Evenals dit in 1929 met Ruys het geval is geweest, aanvaardt Colijn aanstonds een andere opdracht. Deze luidt tot formatie van een ‘crisiskabinet’. Of het kabinet parlementair of extra-parlementair zal zijn, wordt aldus in het midden gelaten. Deze opdracht wordt uitgevoerd zonder overleg met parlementaire groepen. Het gevormde kabinet zal echter in zijn wezen weinig verschillen van dat, hetwelk Colijn bij de uitvoering zijner eerste opdracht voor oogen heeft gestaan. Het bestaat toch uit vooraanstaande vertegenwoordigers van elk der vijf partijen, aan welke het concept-program aanvankelijk is toegezonden. Het telt tien ministers. Het aantal departementen wordt toch met één vermeerderd, doordat het departement van economische zaken en arbeid wordt gesplitst in een departement van economische en een van sociale zaken. Van de tien ministers zijn drie roomschkatholiek; de anti-revolutionairen en de vrijzinnig-democraten ontvangen elk twee portefeuilles; liberalen en christelijk-historischen telt het kabinet er van iedere groep één; de tiende bewindsman, die voor buitenlandsche zaken, is niet bij een partij aangesloten, doch behoort in het algemeen tot de vrijzinnige richting. Bedenkt men voorts, dat van de tien ministers acht lid der tweede kamer zijn en dat zij daar zonder uitzondering behooren tot de vooraanstaande leden hunner fracties - Colijn heeft de kamer om zoo te zeggen ‘afgeroomd’ - dan is het heel moeilijk in het kabinet iets anders dan een parlementair kabinet te zien. Men houdt echter vooral van roomsch-katholieke zijde vol, dat het niet-parlementair is. Waar bij de formatie geen overleg met de parlementaire fractie is gepleegd, kan men voor zijn optreden geen verantwoordelijkheid aanvaarden, al is men bereid het in zijn beleid, als dit maar even mogelijk blijkt, te steunen.

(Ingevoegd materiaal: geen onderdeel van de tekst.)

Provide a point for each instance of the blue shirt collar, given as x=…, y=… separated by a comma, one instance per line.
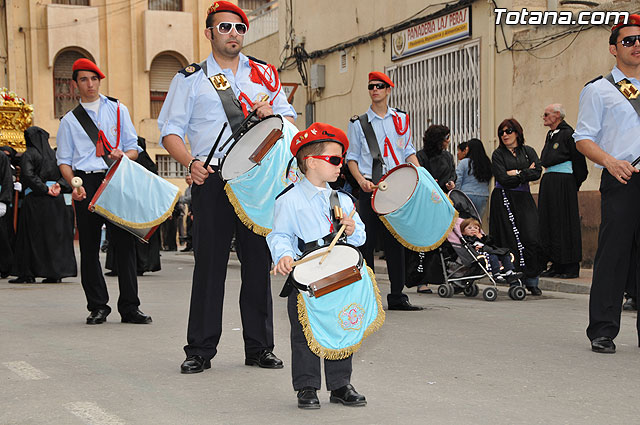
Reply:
x=619, y=75
x=213, y=68
x=371, y=115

De houding der roomsch-katholieke fractie tegenover het kabinet belooft van den aanvang af weinig goeds. Aalberse blijft het betreuren, dat het op zoo breeden grondslag is opgetrokken. Het zal
| |
| |
daardoor niet in staat zijn de hervormingen aan te brengen, die eisch des tijds zijn. De roomsch-katholieken wenschen toch een ingrijpende wijziging onzer staatsinstellingen. De grondwet berust nog steeds op den individualistischen grondslag, die in 1848 is gelegd. De tijd van het individualisme is echter voorbij. Een ingrijpende wijziging is noodig. Bedrijfsorganisatie - ‘ordening’ - is noodig en de grondwet heeft voor die organisatie de basis te vormen. De regeering daarentegen acht den tijd voor zoo'n grondwetsherziening nog niet gekomen. De denkbeelden omtrent de nieuwe vormen zijn nog uitermate vaag. Het is heel anders dan in 1848, toen Thorbecke en de zijnen zeer concreet wisten aan te geven, wat zij wenschten. Thans is dit alles nog zoo vlottend, dat hier veel meer een terrein ligt voor studieobject der politieke partijen dan voor concrete regeeringswerkzaamheid.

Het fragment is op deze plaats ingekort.